Friday, August 26, 2011

Yummy Blueberry Muffins

What a gorgeous day we had in MA today!  The comfy temps and the bright sunshine made it a perfect day to visit Old Sturbridge Village in Sturbridge, MA.  Admission to this outdoor (1830's era) living history museum with original buildings was free courtesy of the Highland Street Foundation.  Today was the last Friday of FREE FUN FRIDAYS 2011 sponsored by this generous foundation.  Families enjoyed their visit and everyone learned while having fun!  What a great place to visit and the large number of visitors all lived in another century for the day!

It has been a day filled with fun!  Tomorrow, we will finish preparing for Irene who will be visiting us in MA on Sunday.  Tomorrow, lawn chairs and planters will be stored and drains cleaned.  Yes, staple foods have already  been purchased and we'll hunker down.

A couple of weeks ago I had baked Yummy Blueberry Muffins.  One batch yields 22 muffins.  Sometimes, there is enough batter for that one extra muffin.  :)  These muffins are delicious and also freeze very well, so some were stored in our freezer for another day.  Sunday will be that day!  Tomorrow the last remaining 6 pack of Yummy Blueberry Muffins will defrosted.  WooHoo!

Yummy Blueberry Muffins - printable recipe card

Oven Temperature:  375°F
Time:  26 Minutes
Yield:  22 Muffins


1/2 Cup Butter/Margarine
1 and 1/4 Cups Sugar
1 Whole Egg + 2 Egg Whites
2 Cups Flour
2 teaspoons Baking Powder
1 teaspoon Salt
1/4 teaspoon Cinnamon (optional, but a wonderful addition)
1/2 Cup Milk (can be Soy Milk)
2 - 2 and 1/2 Cups Blueberries (fresh or frozen that have been defrosted)

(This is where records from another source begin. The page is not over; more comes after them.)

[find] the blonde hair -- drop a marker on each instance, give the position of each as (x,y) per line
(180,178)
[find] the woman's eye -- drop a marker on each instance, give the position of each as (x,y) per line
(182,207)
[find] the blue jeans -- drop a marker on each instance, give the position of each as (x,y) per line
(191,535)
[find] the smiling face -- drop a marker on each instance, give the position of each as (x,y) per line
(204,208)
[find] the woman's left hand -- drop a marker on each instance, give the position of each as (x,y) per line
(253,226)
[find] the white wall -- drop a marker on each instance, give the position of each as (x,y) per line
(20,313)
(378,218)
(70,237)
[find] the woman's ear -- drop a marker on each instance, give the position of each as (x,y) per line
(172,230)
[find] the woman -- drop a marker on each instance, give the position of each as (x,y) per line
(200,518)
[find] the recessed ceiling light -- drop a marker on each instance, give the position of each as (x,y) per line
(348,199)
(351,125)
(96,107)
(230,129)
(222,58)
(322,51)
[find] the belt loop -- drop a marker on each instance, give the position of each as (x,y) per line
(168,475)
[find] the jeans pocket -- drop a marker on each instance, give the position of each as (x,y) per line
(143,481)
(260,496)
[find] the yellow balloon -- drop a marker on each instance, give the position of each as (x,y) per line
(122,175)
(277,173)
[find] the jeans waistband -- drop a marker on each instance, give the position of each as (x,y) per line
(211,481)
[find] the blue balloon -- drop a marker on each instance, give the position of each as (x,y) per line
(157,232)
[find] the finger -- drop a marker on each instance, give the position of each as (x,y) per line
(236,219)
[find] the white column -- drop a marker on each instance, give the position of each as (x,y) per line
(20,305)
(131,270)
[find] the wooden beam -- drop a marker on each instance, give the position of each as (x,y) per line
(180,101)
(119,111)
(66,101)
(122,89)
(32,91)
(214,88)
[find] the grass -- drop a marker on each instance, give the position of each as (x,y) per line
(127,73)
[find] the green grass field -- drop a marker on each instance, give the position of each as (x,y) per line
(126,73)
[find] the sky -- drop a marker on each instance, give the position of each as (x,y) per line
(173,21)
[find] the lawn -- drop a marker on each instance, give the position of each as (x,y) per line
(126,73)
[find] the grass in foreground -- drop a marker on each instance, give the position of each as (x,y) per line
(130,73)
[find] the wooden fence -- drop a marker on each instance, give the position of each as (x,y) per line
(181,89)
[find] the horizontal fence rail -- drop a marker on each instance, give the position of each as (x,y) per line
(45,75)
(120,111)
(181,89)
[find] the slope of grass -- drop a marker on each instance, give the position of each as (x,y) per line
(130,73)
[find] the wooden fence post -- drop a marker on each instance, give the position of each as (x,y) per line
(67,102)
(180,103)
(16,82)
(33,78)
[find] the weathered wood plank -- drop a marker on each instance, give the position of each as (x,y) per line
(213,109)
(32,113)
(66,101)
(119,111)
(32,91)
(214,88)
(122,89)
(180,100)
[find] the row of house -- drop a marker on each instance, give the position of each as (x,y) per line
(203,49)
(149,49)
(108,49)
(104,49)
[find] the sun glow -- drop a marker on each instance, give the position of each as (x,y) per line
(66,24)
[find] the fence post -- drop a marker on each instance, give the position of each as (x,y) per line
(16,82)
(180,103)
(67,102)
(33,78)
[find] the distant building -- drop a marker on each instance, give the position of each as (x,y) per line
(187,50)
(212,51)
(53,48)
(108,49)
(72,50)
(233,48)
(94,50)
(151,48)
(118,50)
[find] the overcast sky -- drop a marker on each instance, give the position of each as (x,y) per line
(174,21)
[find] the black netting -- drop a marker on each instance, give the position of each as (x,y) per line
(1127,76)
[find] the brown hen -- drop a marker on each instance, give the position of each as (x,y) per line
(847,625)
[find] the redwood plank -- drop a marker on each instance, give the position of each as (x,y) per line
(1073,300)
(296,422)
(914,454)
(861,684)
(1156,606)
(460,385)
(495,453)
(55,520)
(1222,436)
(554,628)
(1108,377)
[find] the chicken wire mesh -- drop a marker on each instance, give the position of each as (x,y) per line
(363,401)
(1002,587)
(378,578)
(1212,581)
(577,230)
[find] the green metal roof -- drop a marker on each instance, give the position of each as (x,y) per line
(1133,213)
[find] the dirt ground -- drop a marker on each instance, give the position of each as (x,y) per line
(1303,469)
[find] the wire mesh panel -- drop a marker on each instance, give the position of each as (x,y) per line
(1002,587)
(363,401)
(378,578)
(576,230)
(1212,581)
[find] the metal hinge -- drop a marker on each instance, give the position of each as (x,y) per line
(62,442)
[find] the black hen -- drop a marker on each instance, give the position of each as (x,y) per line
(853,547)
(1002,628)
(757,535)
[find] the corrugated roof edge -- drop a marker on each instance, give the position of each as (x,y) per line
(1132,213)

  1. Preheat oven to 375°F.
  2. Place paper liners in muffin tins.
  3. In large bowl cream butter/margarine with Sugar and beat until light.
  4. Add Egg + 2 Egg Whites, one at a time, beating well after each addition.
  5. Add Baking Powder, Salt, Cinnamon and 1/2 of Flour.  Beat.
  6. Add 1/2 of Milk, beat.
  7. Add remaining Flour, beat.
  8. Then, add remaining Milk, beat.
  9. Gently add in Blueberries.  Stir in with Spatula or large Spoon.
  10. Fill muffin cups 3/4 full.
  11. Bake 26 Minutes or until muffins are lightly browned.
It's always wonderful to reach into the freezer and locate a bag of these delicious muffins filled with Blueberries!  Do you freeze muffins to enjoy later?

Stay safe this weekend, my Friends!


Rita said...

That is what I love to do; make a big batch of muffins and freeze them.

Pam said...

They look like great blueberry muffins! I'm always looking for a new recipe for them and will have to try this one. Love it that they freeze well!

JG said...

Rita- A nice surprise to find in the freezer! :)

Pam- These are my long time faves. I now replace one of the eggs with 2 Egg Whites, so I now use 1 Whole Egg + 2 Egg Whites.


Barbara Bakes said...

How great to have yummy muffins in the freezer! I need to remember to do that more often.